Yes! I do think we will make this available before 3p cookies go away.

[Pl-Mrcy]

Tying this conversation with other declarations. I am now confused about the timeline, particularly, related to what is going to be available for reporting.

On Feb 17, during the WICG call, @michaelkleber, you said:

There is a lot of discussions to still have about the Aggregate Reporting API. Won’t be in place by the time 3rtd party cookies go away.

Yet, in this issue, you said:

Yes! I do think we will make this available before 3p cookies go away.

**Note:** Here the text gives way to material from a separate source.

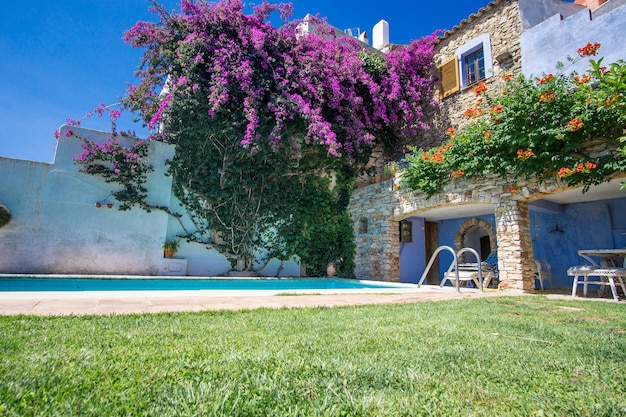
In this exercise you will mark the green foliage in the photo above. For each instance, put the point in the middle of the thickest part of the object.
(503, 356)
(534, 128)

​What "this" refers to is quite unclear to me.
​
My understanding is the following:

1. Until the end of third party cookies support in Chrome: we can use the third-party cookies to run advertising as usual.
   Before this deadline, FLEDGE will get in test mode. We can test FLEDGE, with event-level reporting, using report_win, and potentially report_loss as detailed in the explainer. At this stage the user_bidding_signals are not accessible in any way (they don't come as inputs of report_win).
   At some point during this phase, Chrome will implement and release something close to what was proposed by @jonasz: a separate report with a custom_reporting_token.
2. After the deadline, we get to use FLEDGE at full scale in the state described just above.
3. Later on, at a yet undisclosed date, Chrome will release its reporting APIs. This would mean the end of the event-level reporting for FLEDGE. As of this date, report_win would access all on-device data available and the output would be reported to the advertiser through the reporting APIs. At this stage, the custom_reporting_token will thus not be useful anymore.

If my understanding is correct, this means that advertisers would have to build a different bidding model optimization based on custom_reporting_token that would serve for the intermediary phase 2 only. It would be interesting to know how long this phase is going to last.

Could you clarify the timeline with distinct periods and what will be available for reporting during each period?

[JensenPaul]

custom_reporting_token support was added to the explainer in #558.
I believe the timeline for the various reporting mechanisms was clarified in https://developer.chrome.com/docs/privacy-sandbox/fledge-api/feature-status/
If you have further questions, feel free to reopen this issue or file another.